Sadly, I’ll never be Jewish enough for real Jews or Catholic enough for super trads. I’ll always be a“Nazi” to dysgenic leftists and spittle-flecked neverTrumps, and a “dirty Jew” to the neo-Nazis.
As a Catholic convert, there’s always an explanation required. People want to know about “my journey.” Well, it’s complicated. But as some of you may know, I am a little more than half Jewish (Mischling Plus!), and my mother is pure-blood Ashkenazi, but I was raised secular, with a big Christmas, the Easter Bunny, and zero connection to any religious beliefs, of any kind.

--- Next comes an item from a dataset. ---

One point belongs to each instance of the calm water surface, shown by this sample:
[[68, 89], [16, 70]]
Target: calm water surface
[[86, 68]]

My husband, also raised secular, converted early in our marriage shortly after a painful miscarriage. I came into the Church later on—11 years ago this Easter—but I have been attending Sunday mass since 2004.
Truly, mine is a fake-it-til-you-make-it conversion story.
Or rather, if you hang around a bunch of religious Catholics long enough and watch them receive Communion every Sunday without you, soon you may be struck by the urge. It was a real “I’ll have what she’s having” moment, without the pastrami sandwich.
The real reason for my conversion is that contemplating scripture after removing all the usual obstacles that scare you off—social approbation, peer pressure, fear, shame—can only lead you to a single conclusion. It was real.
If Jesus was not real, of course, he was either a sociopathic magician, or a demon, but both of those options also require the mass conspiracy or delusion by many witnesses, including the witness of his sworn enemies.
Those options are therefore even less plausible than the truth.
The simplest explanation of all is that, yes, somehow the Son of God was born to a human Jewish woman 2000 years ago in a podunk village in the Middle East. How did this happen? Why did this happen?
Don’t ask me—I don’t even know how the can opener works!